Classroom: The Disadvantages of Subject-Centered Curriculum

In the National Curriculum in England the obstacle to learning is exacerbated by its hierarchy of subjects: English and mathematics are ‘core’ and all other subjects are ‘foundation’, with environmental education at the discretion of individual schools.

The solution — short-term

A life-based curriculum for children aged 5 to 11 brings together learning in science, geography and environmental studies to ensure children are set on the road to understanding the urgent challenges facing human use of the planet.

The subjects of science and geography continue to be given a high profile, but with environmental education as an equal partner in the learning programme.

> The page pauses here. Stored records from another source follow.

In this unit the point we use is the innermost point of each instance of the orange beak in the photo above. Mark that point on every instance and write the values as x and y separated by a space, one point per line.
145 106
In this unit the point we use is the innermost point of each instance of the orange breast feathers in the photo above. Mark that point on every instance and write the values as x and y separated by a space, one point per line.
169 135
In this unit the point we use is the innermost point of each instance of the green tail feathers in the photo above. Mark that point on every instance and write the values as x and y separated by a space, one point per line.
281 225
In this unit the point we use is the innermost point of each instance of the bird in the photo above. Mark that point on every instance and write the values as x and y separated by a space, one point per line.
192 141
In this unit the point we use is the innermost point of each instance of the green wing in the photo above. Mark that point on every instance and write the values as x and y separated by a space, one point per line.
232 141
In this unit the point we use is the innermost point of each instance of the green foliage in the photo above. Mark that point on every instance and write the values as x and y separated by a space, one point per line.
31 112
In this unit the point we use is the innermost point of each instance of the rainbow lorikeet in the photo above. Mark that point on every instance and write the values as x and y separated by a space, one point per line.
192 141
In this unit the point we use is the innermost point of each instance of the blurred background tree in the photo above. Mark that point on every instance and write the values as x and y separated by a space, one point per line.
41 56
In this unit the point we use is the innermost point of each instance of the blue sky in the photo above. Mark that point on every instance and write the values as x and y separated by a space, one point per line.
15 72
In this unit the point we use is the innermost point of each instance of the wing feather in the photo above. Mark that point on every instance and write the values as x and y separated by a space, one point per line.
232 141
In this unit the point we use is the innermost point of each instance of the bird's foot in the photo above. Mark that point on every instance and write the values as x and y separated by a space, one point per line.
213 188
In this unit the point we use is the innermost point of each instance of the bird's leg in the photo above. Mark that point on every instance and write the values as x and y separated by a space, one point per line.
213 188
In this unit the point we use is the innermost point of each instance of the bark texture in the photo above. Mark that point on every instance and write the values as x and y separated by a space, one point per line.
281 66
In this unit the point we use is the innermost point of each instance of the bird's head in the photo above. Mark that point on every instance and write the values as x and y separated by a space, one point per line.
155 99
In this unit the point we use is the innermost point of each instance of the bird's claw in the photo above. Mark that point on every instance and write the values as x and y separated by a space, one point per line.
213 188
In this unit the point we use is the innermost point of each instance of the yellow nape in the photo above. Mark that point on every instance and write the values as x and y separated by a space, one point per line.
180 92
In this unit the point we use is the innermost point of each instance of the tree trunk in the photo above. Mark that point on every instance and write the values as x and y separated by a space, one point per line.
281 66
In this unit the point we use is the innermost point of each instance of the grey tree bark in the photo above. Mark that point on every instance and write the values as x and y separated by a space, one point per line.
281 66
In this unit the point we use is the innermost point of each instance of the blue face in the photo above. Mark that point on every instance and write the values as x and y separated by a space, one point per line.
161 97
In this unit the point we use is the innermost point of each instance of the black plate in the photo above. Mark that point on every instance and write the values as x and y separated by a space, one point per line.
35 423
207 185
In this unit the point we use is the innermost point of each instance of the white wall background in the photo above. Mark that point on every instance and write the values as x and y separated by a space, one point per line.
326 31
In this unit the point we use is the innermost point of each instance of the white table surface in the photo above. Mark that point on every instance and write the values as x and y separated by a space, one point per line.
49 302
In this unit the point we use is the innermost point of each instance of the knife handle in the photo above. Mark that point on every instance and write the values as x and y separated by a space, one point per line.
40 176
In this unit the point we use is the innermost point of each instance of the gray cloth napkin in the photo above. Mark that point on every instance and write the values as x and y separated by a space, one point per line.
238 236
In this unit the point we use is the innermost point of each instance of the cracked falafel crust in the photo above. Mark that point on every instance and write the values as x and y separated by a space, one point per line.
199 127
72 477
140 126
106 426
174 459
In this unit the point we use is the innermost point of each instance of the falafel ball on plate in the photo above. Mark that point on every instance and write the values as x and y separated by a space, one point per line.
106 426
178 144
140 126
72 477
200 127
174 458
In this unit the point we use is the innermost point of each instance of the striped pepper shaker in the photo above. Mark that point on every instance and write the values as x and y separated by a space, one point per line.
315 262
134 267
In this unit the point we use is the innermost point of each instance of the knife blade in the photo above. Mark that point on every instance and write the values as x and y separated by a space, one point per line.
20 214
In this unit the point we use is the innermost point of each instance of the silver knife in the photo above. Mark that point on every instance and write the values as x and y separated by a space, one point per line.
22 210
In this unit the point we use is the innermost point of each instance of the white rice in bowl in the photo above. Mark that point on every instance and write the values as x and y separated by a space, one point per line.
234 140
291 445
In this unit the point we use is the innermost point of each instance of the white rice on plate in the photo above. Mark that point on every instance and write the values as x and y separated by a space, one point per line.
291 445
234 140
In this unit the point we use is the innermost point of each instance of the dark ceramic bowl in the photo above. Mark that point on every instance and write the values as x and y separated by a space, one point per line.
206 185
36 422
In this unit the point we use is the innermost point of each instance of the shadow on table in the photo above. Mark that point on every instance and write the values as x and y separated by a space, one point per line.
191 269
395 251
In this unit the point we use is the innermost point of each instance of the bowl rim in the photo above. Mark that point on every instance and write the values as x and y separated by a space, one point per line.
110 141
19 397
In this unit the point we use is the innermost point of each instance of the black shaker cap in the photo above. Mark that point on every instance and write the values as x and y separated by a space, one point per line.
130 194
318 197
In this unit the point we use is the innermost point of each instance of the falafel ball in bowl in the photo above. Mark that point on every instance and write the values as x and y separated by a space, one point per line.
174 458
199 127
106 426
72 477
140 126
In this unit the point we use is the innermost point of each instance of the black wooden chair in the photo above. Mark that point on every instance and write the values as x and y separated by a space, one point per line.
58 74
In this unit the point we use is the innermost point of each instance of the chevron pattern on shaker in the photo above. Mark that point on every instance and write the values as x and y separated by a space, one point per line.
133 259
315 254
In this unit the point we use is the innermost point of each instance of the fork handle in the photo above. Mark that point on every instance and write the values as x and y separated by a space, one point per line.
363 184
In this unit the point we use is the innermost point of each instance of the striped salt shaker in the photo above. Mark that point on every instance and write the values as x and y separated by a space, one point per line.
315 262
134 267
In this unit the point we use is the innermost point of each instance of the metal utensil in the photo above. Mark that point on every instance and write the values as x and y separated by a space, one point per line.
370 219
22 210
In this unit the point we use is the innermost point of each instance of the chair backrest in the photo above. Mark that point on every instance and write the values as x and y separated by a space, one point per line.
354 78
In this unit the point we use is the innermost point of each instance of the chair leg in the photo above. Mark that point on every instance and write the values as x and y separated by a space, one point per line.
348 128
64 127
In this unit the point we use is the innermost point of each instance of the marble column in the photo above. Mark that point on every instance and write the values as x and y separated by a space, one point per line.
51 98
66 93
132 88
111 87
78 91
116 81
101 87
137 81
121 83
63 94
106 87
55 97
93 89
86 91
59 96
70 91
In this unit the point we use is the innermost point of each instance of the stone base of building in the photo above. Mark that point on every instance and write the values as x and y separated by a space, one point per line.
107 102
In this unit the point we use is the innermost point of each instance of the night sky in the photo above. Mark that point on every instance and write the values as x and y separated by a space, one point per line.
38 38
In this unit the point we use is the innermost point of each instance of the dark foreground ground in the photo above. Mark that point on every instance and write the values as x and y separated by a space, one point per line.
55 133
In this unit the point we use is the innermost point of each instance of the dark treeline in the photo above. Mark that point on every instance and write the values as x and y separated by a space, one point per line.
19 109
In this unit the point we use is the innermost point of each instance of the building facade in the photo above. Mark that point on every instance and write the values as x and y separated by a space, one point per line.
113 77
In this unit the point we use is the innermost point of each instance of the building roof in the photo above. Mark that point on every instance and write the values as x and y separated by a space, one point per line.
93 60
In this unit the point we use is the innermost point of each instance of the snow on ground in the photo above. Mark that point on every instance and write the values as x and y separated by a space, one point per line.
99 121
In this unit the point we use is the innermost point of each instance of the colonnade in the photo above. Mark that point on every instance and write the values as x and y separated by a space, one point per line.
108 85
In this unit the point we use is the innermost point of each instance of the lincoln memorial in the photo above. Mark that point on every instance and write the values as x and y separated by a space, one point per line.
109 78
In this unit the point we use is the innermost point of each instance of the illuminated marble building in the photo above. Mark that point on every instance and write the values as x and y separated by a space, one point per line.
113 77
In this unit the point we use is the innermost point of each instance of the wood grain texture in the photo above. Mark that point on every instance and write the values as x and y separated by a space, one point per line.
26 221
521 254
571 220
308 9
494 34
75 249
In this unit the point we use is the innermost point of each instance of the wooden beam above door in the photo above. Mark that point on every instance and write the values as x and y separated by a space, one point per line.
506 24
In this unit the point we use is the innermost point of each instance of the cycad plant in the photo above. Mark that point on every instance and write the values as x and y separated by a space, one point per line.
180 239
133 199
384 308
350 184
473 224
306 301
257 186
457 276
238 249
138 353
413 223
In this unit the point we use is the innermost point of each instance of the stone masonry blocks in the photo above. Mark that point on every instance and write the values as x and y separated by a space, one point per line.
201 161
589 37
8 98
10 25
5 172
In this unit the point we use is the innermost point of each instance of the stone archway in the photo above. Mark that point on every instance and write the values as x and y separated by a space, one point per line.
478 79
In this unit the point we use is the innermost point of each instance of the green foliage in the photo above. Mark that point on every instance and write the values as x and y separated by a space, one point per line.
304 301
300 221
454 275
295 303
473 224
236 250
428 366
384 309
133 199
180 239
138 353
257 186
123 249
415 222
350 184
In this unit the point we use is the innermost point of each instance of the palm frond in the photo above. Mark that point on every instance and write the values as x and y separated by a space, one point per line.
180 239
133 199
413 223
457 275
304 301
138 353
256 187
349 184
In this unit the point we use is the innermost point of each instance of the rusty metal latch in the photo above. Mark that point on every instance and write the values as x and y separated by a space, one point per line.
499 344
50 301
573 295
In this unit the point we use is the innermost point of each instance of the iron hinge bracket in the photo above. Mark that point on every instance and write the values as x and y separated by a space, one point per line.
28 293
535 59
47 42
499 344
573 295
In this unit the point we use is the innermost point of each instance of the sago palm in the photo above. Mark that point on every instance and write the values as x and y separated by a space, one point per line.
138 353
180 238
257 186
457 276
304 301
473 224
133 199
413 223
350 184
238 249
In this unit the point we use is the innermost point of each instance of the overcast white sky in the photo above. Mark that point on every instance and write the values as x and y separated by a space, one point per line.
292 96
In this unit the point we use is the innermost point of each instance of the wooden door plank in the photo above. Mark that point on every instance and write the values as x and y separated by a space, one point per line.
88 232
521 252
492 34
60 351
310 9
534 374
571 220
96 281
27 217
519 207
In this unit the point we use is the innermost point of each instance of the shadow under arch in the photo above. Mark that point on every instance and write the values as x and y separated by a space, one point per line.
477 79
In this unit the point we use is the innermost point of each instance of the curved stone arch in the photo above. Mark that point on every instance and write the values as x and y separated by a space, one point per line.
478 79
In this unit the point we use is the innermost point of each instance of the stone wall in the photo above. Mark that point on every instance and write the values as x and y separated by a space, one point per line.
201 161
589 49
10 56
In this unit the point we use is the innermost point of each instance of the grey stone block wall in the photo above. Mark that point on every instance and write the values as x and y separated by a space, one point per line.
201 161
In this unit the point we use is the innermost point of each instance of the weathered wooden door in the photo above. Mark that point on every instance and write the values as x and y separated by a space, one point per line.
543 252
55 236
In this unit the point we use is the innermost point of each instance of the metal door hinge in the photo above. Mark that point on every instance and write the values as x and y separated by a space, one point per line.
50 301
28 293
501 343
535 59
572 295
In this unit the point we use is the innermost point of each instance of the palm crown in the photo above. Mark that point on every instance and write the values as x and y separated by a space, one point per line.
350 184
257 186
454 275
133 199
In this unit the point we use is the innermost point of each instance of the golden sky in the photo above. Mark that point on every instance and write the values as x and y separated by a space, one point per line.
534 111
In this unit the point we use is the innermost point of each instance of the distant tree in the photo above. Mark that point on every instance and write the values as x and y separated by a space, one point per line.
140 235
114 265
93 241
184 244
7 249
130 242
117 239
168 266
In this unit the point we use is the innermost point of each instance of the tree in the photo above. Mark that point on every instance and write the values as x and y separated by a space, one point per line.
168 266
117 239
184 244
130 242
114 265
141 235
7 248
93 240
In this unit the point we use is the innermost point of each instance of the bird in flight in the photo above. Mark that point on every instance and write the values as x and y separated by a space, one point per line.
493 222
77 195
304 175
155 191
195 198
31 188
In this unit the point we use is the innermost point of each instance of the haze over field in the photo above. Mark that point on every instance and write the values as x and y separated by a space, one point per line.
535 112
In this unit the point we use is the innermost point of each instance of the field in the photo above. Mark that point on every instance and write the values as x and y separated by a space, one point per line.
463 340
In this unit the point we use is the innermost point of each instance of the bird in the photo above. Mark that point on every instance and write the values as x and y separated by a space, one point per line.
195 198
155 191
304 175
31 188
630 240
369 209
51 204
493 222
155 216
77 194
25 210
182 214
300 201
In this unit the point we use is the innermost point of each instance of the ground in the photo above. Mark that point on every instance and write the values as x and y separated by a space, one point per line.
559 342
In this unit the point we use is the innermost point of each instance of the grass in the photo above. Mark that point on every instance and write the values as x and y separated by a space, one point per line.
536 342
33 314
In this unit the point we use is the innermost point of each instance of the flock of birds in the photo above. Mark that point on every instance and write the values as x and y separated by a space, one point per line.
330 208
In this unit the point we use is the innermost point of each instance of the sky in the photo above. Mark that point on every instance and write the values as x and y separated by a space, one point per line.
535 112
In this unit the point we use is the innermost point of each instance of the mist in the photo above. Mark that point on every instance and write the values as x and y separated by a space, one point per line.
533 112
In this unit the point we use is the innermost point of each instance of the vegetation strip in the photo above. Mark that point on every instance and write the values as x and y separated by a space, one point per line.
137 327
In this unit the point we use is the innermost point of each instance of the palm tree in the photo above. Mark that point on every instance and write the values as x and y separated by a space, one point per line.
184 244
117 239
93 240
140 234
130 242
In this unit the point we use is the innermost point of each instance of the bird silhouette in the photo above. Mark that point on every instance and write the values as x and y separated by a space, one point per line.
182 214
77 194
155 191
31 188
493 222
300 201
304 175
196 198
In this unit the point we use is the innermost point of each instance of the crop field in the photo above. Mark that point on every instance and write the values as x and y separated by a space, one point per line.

Life-Based Learning combines the learning of science and geography with human use and adaptability to different environments and consideration of the human footprint. The important local dimension — putting children in touch with their everyday environment — is put into national and global contexts.

The solution — long-term

The physical world learning domain and study action areas are ‘indicative’, with much development work required. At the moment the domain is illustrative of how learning might be integrated.

There is a longer-term aim:

Research and development is required to rewrite the curriculum so that we put the next generation on the road to preventing the world from falling apart.